La seconda opera, datata 1853, della cosiddetta "Trilogia Popolare" (insieme a Rigoletto e Traviata) è senz'altro quella che mi piace di più.
Siamo in Spagna, all'inizio del Quattrocento, e gli uomini d'arme del Conte di Luna si raccontano storie paurose intorno al fuoco, come quella, a metà tra la leggenda e la tragedia, della zingara che morì sul rogo per aver gettato il malocchio sul bimbo dei Conti e fu vendicata con il sacrificio di un altro piccolo della stessa casa. Mentre i soldati così si affaccendano, e si scontrano con i gitani lì accampati, la dama di compagnia Leonora si innamora del Trovatore Manrico, il figlio della zingara Azucena, offendendo così i sentimenti del Conte di Luna che ha occhi solo per lei.
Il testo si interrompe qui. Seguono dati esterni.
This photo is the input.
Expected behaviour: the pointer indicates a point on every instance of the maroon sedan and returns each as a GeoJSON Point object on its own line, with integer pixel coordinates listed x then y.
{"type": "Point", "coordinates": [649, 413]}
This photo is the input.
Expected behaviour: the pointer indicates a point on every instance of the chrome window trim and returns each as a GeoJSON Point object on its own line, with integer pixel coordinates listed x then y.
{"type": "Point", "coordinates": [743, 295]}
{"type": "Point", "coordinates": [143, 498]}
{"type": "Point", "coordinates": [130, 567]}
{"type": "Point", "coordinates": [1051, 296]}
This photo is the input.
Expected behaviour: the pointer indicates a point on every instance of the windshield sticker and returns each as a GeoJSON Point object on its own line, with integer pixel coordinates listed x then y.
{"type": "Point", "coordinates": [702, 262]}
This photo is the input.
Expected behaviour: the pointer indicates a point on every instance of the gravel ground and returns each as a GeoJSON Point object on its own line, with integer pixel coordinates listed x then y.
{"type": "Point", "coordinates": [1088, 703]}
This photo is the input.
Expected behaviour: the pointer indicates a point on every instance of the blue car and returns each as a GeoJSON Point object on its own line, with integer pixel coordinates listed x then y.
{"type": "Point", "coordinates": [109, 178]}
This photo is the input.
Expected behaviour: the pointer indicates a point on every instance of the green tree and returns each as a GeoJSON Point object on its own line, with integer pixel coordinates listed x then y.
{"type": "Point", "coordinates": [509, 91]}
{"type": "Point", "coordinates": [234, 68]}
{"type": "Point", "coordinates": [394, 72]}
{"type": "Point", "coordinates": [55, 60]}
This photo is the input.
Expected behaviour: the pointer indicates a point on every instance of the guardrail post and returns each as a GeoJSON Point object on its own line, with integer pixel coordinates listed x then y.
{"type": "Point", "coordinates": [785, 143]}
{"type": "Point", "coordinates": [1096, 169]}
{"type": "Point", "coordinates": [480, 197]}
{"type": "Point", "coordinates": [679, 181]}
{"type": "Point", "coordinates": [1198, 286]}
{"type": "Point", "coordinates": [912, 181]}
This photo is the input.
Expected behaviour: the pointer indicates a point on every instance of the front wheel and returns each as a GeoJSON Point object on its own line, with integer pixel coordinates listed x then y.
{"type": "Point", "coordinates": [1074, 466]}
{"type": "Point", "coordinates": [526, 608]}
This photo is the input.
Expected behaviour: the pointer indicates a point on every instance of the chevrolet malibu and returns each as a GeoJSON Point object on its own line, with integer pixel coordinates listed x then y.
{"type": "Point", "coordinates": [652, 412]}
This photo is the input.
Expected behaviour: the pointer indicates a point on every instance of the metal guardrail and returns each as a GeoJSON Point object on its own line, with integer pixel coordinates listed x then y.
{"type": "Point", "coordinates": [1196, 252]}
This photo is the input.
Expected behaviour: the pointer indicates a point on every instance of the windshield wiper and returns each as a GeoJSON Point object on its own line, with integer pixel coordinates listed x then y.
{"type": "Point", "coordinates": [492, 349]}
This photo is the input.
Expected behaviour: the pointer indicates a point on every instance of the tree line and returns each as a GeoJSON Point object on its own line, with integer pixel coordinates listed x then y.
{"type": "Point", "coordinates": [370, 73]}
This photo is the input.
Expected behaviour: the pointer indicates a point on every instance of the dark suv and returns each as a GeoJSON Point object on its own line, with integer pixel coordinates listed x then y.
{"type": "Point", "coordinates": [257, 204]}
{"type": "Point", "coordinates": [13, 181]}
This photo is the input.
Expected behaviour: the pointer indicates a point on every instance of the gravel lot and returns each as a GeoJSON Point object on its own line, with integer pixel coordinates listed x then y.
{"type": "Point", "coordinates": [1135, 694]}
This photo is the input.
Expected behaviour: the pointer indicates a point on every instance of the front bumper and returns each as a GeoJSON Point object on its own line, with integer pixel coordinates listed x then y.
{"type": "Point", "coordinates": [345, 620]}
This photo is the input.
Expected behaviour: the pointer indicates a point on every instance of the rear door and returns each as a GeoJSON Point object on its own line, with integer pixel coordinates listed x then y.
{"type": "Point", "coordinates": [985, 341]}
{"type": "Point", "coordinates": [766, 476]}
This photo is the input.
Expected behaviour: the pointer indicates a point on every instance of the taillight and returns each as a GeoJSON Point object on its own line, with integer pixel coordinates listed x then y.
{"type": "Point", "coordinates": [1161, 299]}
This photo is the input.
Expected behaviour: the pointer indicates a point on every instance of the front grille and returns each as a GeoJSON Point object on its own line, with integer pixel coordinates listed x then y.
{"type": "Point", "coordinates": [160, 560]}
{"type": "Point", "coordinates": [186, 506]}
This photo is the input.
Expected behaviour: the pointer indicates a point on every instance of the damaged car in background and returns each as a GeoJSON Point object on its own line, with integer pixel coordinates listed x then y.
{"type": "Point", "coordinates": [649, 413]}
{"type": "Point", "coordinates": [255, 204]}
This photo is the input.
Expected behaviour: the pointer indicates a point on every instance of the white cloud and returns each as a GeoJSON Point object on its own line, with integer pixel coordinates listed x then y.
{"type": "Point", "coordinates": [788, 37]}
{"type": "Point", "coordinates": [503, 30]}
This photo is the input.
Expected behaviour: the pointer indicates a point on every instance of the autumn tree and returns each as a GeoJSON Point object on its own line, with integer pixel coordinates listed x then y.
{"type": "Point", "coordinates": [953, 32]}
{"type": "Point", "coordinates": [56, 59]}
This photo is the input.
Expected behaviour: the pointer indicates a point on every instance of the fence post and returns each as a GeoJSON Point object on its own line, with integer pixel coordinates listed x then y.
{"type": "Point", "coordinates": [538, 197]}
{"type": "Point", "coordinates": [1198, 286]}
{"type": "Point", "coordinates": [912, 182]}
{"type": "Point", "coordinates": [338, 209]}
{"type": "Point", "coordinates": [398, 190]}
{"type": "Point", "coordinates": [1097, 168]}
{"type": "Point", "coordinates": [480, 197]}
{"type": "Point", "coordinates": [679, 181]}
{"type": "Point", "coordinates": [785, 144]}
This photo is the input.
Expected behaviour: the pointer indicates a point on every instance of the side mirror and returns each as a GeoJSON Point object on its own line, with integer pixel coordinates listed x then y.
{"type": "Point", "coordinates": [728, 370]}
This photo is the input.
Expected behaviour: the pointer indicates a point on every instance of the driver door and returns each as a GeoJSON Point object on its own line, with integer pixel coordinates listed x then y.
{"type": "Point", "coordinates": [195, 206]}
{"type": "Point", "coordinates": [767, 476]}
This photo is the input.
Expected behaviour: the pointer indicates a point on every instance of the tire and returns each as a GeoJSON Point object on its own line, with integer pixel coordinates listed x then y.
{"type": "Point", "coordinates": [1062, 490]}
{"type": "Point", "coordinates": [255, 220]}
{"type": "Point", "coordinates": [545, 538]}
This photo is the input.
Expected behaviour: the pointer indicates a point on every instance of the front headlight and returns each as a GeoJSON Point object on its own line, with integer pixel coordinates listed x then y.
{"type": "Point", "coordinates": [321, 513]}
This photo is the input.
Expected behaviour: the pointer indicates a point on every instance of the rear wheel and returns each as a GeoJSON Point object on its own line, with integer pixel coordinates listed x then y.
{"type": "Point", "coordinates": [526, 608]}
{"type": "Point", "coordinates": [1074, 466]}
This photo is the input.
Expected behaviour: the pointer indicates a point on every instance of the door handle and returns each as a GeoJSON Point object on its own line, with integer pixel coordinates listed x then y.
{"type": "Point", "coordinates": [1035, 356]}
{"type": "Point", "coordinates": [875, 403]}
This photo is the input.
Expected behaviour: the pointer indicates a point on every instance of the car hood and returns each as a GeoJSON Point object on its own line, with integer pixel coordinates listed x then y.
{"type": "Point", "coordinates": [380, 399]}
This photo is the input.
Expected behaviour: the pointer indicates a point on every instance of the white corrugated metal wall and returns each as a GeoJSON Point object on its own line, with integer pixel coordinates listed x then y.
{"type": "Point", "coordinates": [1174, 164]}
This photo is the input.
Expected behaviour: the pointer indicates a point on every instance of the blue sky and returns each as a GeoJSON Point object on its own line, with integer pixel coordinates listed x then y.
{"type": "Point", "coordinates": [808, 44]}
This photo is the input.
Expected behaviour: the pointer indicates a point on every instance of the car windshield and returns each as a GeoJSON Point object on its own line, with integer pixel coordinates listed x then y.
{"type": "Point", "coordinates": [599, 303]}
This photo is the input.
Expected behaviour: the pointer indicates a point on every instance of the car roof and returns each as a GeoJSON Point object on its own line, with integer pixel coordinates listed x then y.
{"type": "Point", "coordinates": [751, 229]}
A complicare il tutto, si scopre che Azucena è -incredibile!- la figlia della zingara morta sul rogo e Manrico non è suo figlio, bensì il fratello del Conte, che si credeva morto nel rogo; quando Manrico si scontra col rivale, mosso a pietà da una forza superiore, gli salva la vita, ma il Conte non sarà così magnanimo quando verrà il suo turno...
Il libretto, ultimo gioiello di S. Cammarano, veste di poesia una trama che è in fondo slegata dal suo tempo: nella Trilogia l'impegno politico di Verdi non viene portato sulla scena in modo troppo scoperto, e permette al Maestro di confrontarsi con i drammi psicologici dei suoi personaggi, con risultati straordinari. Musicalmente, se non si può gridare al capolavoro qui, non saprei davvero indicare dove: la perfezione di una scrittura finissima e polita nelle arie d'amore non scade mai in romanticherie da cicisbeo, ma rappresenta efficacemente sentimenti assoluti e veri. Dall'altra parte del registro abbiamo i cori dei soldati e degli zingari, permeati di una forza e un'energia che non hanno pari, se non in altre opere dello stesso autore (penso soprattutto al Nabucco e alla Forza del Destino).
La versione che sto ascoltando in questo momento, e che consiglio caldamente, è quella diretta da H. von Karajan a Salisburgo, nel 1962. Corelli è un credibilissimo Manrico, mascolino e diretto nel Deserto sulla terra così come nel Miserere del IV atto, mentre a Bastianini basterebbe anche solo la scena di gelosia del I atto per confermarsi mio baritono preferito di tutti i tempi. La Price ha una voce limpida e calda che rappresenta al meglio il coraggio e la sensualità pur casta di Leonora: inizia bene col Tacea la notte placida e finisce ancora meglio con il blocco D'amor sull'ali rosee-Miserere-duetto con il Conte. E la Simionato? Un genio vocale! Da Stride la Vampa al terribile finale, è capace di suscitare nell'ascoltatore immagini di occhi brucianti, maledizioni oscure e vendette senza scampo.
L'ho già detto che Il Trovatore è un'opera meravigliosa?